To view the most popular browsers and devices, in terms of the page view requests coming from them, use the Page Views by Device and Page Views by Browser distribution pie charts in Figure 23. To make sure that your application delivers an above-par experience to a majority of your users, optimize your application to offer the best support to these popular browsers and devices.

Error Analysis

For insights into JavaScript errors encountered by the target applications, click on the Errors icon in the array of icons (see Figure 4) in the left panel. Figure 24 will then appear.

Figure 24 : Error analysis

To know what JavaScript errors occurred on the target application, take a look at the Errors grouped by script and line number section. From this tabulation, you can quickly identify what errors occurred, where (on which line), and in which script.

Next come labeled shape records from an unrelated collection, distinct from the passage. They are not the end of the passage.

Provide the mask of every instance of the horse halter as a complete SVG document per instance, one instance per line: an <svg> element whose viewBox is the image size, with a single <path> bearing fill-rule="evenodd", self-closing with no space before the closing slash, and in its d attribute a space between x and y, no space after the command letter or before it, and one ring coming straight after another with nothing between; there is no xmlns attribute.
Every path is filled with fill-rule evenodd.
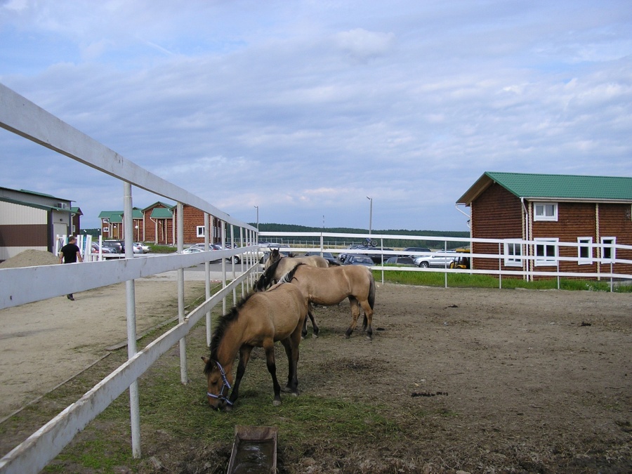
<svg viewBox="0 0 632 474"><path fill-rule="evenodd" d="M206 395L211 397L211 398L216 398L220 402L225 402L229 405L232 406L232 402L227 398L226 395L228 395L228 391L230 390L230 384L228 383L228 379L226 378L226 372L224 371L224 368L221 366L221 364L216 361L213 361L216 364L217 364L218 368L220 369L220 374L222 376L222 380L223 381L223 384L222 385L222 388L220 389L219 395L213 395L212 393L209 393L208 391L206 392ZM224 389L226 389L226 395L224 395Z"/></svg>

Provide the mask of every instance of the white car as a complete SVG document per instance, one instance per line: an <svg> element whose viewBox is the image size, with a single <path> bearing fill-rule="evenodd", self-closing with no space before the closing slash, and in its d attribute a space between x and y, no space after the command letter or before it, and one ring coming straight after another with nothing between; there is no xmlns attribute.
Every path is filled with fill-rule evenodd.
<svg viewBox="0 0 632 474"><path fill-rule="evenodd" d="M437 254L456 254L454 250L441 251L431 255L423 255L415 258L415 265L422 268L449 268L450 262L456 257L456 255L437 255Z"/></svg>
<svg viewBox="0 0 632 474"><path fill-rule="evenodd" d="M134 242L134 254L147 254L149 251L148 245L141 242Z"/></svg>

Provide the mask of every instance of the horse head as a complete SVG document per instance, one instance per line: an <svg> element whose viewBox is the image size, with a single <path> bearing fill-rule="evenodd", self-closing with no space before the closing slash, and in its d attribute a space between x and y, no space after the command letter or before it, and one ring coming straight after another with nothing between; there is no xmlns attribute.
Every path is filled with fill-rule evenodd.
<svg viewBox="0 0 632 474"><path fill-rule="evenodd" d="M204 374L206 375L206 398L215 410L228 411L232 402L228 400L228 392L232 386L232 371L228 372L216 360L203 357Z"/></svg>

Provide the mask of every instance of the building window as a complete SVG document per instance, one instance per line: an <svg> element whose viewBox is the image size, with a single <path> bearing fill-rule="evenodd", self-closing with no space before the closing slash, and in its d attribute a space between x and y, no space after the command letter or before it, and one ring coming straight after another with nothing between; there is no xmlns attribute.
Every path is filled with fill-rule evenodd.
<svg viewBox="0 0 632 474"><path fill-rule="evenodd" d="M558 261L558 243L559 239L534 239L536 242L536 266L551 266Z"/></svg>
<svg viewBox="0 0 632 474"><path fill-rule="evenodd" d="M577 265L593 263L593 237L577 237Z"/></svg>
<svg viewBox="0 0 632 474"><path fill-rule="evenodd" d="M536 202L534 204L534 220L558 220L558 204L555 202Z"/></svg>
<svg viewBox="0 0 632 474"><path fill-rule="evenodd" d="M601 237L601 263L614 263L616 256L614 245L617 237Z"/></svg>
<svg viewBox="0 0 632 474"><path fill-rule="evenodd" d="M506 240L503 243L505 266L522 266L522 245L520 240Z"/></svg>

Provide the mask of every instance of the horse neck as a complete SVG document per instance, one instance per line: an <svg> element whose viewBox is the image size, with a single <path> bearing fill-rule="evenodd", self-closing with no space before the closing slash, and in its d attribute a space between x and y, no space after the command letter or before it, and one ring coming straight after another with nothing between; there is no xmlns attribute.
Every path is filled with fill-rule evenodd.
<svg viewBox="0 0 632 474"><path fill-rule="evenodd" d="M239 318L226 327L224 336L219 341L217 347L217 362L222 364L228 372L232 367L242 347L243 341L241 338L241 330Z"/></svg>

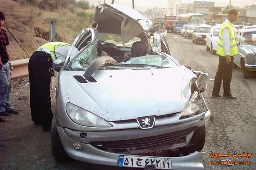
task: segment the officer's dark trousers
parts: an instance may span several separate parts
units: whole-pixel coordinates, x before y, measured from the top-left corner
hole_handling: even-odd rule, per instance
[[[31,116],[32,121],[41,122],[43,127],[50,126],[52,118],[49,71],[52,61],[50,56],[46,54],[35,51],[29,62]]]
[[[228,65],[226,62],[226,57],[219,56],[219,65],[217,73],[215,76],[213,95],[217,95],[220,93],[221,82],[223,79],[223,90],[224,95],[231,94],[230,91],[230,82],[232,78],[233,63],[234,58],[231,57],[231,61]]]

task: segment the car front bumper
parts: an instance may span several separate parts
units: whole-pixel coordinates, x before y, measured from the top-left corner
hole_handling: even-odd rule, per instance
[[[208,110],[206,113],[193,116],[194,117],[181,119],[179,123],[170,123],[166,125],[156,126],[153,128],[146,130],[146,131],[145,130],[134,128],[120,130],[83,132],[87,133],[85,138],[81,137],[81,131],[67,128],[64,128],[59,126],[57,127],[57,129],[63,147],[67,155],[71,158],[79,161],[93,164],[117,166],[119,156],[120,155],[134,156],[137,155],[140,155],[139,153],[135,154],[132,152],[123,153],[107,151],[96,147],[97,146],[93,145],[91,142],[125,140],[136,139],[138,138],[138,136],[139,138],[149,136],[150,137],[151,135],[153,137],[154,135],[163,135],[166,133],[170,133],[193,127],[198,128],[204,125],[205,122],[209,119],[210,116],[210,112]],[[186,121],[186,119],[187,119]],[[187,134],[186,136],[186,143],[182,144],[183,146],[179,146],[178,144],[174,146],[175,147],[186,147],[190,140],[193,132],[194,131],[193,133]],[[101,142],[99,142],[99,143]],[[74,147],[75,144],[80,145],[81,146],[81,149],[76,149]],[[204,167],[201,162],[201,152],[195,152],[186,156],[169,158],[172,159],[172,169],[204,169]],[[186,162],[186,164],[183,164],[184,162]]]
[[[188,37],[192,37],[192,33],[188,33]]]
[[[71,158],[94,164],[118,166],[119,156],[122,154],[105,151],[95,148],[90,144],[79,142],[68,137],[64,129],[58,127],[58,130],[65,150]],[[73,145],[74,143],[80,144],[81,149],[75,149]],[[204,170],[204,165],[201,161],[201,157],[204,153],[201,152],[195,152],[185,156],[161,158],[172,159],[172,170]],[[156,156],[150,157],[157,158]]]
[[[195,37],[195,39],[199,43],[205,43],[206,42],[206,40],[205,39],[205,37]]]

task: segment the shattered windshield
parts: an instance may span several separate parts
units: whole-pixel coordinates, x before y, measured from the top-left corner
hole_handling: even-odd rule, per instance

To determine how many of the pages currently viewed have errors in them, use the Errors and Page Views distribution chart. This is also a good indicator of how badly page views are impacted by JavaScript errors.

Scroll down the Error analysis view to identify the top browsers and top URLs, in terms of the JavaScript error count (see Figure 25).

Figure 25 : Identifying error-prone browsers and URLs, and correlating error views with total page views

Use the Error and Page Views timelines chart in Figure 25 to study variations in the count of error views and total page views during the last hour. This will give you a fair idea of how frequently JavaScript errors occurred in the target application, and how many page views were impacted by these errors.